Weerasinghe financed the cultivation from a small loan obtained from a local businessman. He has no insurance and no way of recouping his losses unless he receives direct assistance.
Livestock losses
But rice farmers are not the only ones reeling; other small crops have suffered losses, though estimates have yet to be finalized.
"There will be multiple effects felt right across the country," Seenithamby Manoharan, a senior rural development specialist with the World Bank Sri Lanka office, told IRIN, warning that in addition to the losses suffered by farmers, there were likely to be price rises when the harvest fell short of expectations.
Since the rains began at the end of 2010, the Economic Centre in central Dambulla, the country's main bulk vegetable distribution centre, has recorded price increases of more than 80 percent, the UN said.

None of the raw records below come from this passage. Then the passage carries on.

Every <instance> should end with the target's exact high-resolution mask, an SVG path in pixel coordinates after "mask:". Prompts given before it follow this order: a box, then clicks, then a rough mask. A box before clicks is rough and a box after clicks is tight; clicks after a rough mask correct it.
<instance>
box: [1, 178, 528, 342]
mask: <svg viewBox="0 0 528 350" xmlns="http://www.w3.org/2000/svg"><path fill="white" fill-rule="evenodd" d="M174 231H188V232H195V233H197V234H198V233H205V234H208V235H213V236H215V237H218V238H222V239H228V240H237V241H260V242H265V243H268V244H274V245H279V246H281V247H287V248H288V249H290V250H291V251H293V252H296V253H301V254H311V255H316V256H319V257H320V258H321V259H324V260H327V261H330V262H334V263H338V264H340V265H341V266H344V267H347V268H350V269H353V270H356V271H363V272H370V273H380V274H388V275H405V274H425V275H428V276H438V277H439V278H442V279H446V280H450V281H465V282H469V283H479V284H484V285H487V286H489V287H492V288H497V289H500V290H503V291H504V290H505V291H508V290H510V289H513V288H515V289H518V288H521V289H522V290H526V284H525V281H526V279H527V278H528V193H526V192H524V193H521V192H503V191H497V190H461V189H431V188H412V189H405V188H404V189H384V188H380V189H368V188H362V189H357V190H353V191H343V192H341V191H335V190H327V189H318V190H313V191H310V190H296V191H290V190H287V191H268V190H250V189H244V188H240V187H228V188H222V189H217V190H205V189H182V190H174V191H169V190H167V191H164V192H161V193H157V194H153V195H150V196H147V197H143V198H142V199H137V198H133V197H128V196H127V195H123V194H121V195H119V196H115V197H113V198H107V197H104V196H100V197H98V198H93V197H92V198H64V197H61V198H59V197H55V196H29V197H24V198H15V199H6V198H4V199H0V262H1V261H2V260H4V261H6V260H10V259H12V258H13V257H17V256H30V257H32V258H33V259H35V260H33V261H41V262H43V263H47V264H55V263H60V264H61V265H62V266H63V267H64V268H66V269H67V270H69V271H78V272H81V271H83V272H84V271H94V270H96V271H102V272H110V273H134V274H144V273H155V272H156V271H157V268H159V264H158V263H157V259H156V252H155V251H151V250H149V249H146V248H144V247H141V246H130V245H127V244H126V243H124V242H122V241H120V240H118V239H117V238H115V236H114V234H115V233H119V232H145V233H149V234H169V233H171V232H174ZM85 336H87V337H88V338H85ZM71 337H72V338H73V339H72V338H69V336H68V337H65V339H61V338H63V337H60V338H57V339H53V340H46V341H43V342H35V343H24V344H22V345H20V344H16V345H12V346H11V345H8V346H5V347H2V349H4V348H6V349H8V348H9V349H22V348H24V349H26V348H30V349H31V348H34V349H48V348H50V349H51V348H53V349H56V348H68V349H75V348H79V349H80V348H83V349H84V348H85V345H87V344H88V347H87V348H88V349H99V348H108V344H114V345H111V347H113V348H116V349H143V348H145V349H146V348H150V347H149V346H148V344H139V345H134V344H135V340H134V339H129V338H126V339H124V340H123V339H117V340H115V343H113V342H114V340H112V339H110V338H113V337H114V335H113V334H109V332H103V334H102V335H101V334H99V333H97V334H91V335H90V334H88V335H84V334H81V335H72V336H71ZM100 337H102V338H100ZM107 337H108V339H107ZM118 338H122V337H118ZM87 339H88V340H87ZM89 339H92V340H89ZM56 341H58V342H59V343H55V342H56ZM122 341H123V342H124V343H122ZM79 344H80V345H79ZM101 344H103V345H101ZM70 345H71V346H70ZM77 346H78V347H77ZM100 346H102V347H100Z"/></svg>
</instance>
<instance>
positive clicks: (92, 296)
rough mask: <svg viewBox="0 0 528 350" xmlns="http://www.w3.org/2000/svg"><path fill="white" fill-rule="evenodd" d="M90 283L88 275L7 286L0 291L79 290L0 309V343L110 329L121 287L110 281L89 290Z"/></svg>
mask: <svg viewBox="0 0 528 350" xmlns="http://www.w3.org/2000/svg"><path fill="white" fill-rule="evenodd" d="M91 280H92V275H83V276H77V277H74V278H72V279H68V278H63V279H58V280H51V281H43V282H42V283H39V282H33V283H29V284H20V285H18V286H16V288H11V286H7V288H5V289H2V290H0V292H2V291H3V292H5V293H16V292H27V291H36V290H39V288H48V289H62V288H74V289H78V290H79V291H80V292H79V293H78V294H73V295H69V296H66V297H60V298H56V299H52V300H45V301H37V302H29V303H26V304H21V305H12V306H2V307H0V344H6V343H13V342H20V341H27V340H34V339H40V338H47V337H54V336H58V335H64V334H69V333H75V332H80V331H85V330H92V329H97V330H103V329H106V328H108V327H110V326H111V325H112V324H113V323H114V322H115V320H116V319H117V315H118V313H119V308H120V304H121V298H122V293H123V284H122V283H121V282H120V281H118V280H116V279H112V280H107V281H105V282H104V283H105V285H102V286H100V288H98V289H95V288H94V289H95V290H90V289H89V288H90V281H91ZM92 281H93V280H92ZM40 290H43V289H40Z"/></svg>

Another area of heavy losses is likely to be livestock. In Verugal, a village in the Trincomalee District with 12,000 people, the loss of livestock was over 10,000, Ponnambalam Thanesveran, the divisional secretary for the village, said. So far no figures have been established for the total loss of livestock due to the flooding.
The FAO is conducting a detailed study of the flood damage, Piggott said, with initial assistance likely to begin in the next three weeks targeting the most vulnerable.
The government has held talks with the World Bank on how to assist the famers, but so far there has been no concrete assistance targeting the destroyed crops or livestock. In most areas, local officials were gathering information last week to be sent to government authorities in the capital Colombo.
"Something has to be done fast, some of these people have lost their only means of income," Thanesveran said.
On 20 January, the UN and its partners launched a $51 million appeal to assist more than one million people over the next six months. Of this, $22 million is designated for food security, agriculture and livelihoods.
The appeal is expected to be revised within the next month to reflect needs as the situation changes and assessments are made available.